Many firms leverage data, metrics, and analytics to inform their decisions about the future of work, the workforce, and the workplace. Despite progress in these capabilities, this article argues that many workforce metrics and governance have not kept pace. It submits that firms must increasingly ask “fundamentally new questions to find relevant, actionable workforce metrics that can inform bold decisions around critical human capital risks and opportunities.” And while this article was written in May 2020, it was timely to reappear in my newsfeed as firms refine workforce data collection efforts that enable them to navigate the future more effectively. Figure 3 of this in-depth article includes 11 workforce and workplace questions that can help firms get actionable insights. One question on future leader readiness is: What new trends, challenges, and scenarios are our leaders being prepared for? Regarding human capital brand: How is our culture, workforce, and leadership being portrayed externally? As firms ask these and other strategic questions, they can uncover actionable insights that empower them to take decisive action on the workplace and talent issues that matter most.
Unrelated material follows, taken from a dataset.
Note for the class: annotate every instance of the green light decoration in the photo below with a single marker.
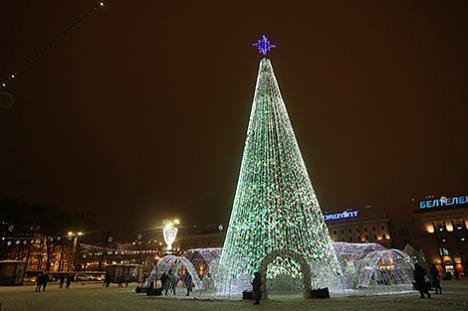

As HR technology buyers and implementors evaluate various tech applications, this report analyzes the changes taking place in 13 different HR technology categories, ranging from Employee Listening, Engagement, Culture Tools, Gig Work Management, and Analytics, AI, ONA, and Natural Language Systems, to name a few. The report sets the context by articulating how we continue to see a shift from HR Technology (e.g., HRMS, engagement surveys, recruiting, etc.) to Work Technology (e.g., wellbeing, lifestyle, etc.) This shift represents a growing need that “everything we now buy must feel useful and important as a tool for getting work done.” While there are too many insights to summarize from this 96-page report, page 8 begins a section titled: Skills: The Decomposition of Jobs into Fractal Work. This section shares how leading companies focus on skills as the currency of success versus jobs/roles. Figure 4. on page 9 illustrates the deconstruction of a) Job what is in the HRMS, b) Role - specific goals, activities c) Capabilities - what people rely on to deliver and perform, d) Skills - more granular enablers of capabilities. These distinctions are important since they help buyers of these technologies more fully evaluate various tech solutions.

YOUR VIEW - POLL RESULTS

There have been recent articles and reports suggesting that firms may be at much greater risk of losing critical talent (e.g., top performers, high-potentials, those in critical roles, successors, etc.) as we get closer to a full return-to-work.

With this as the backdrop, I asked readers: Which statement best reflects the level of retention risk of critical talent segments within your organization compared to prepandemic baseline levels.

With only 11 percent of respondents indicating that retention risk is about the same as prepandemic level, and the remainder believing risk is slightly higher (50%) or much greater (39%), firms can benefit from proactively addressing retention risk concerns.

Drawing on the practice of the “stay interview”where a manager and an employee have a conversation about what keeps an employee working for an organization and what aspects need improvement—managers can ask their employees the questions below at their next one-on-one meeting: 

  • How has the past year changed what you value in work and from an organization?

  • In what ways are we (the company) meeting those needs? In what ways are we falling short? Where do you have concerns that we may fall short as we eventually enter a full-return to work? 

  • What can I do to make working here help you achieve your longer-term work and life goals?

Asking these few questions to employees while they’re still employed with the company could be one of the most critical talent management actions your firm takes in the coming weeks.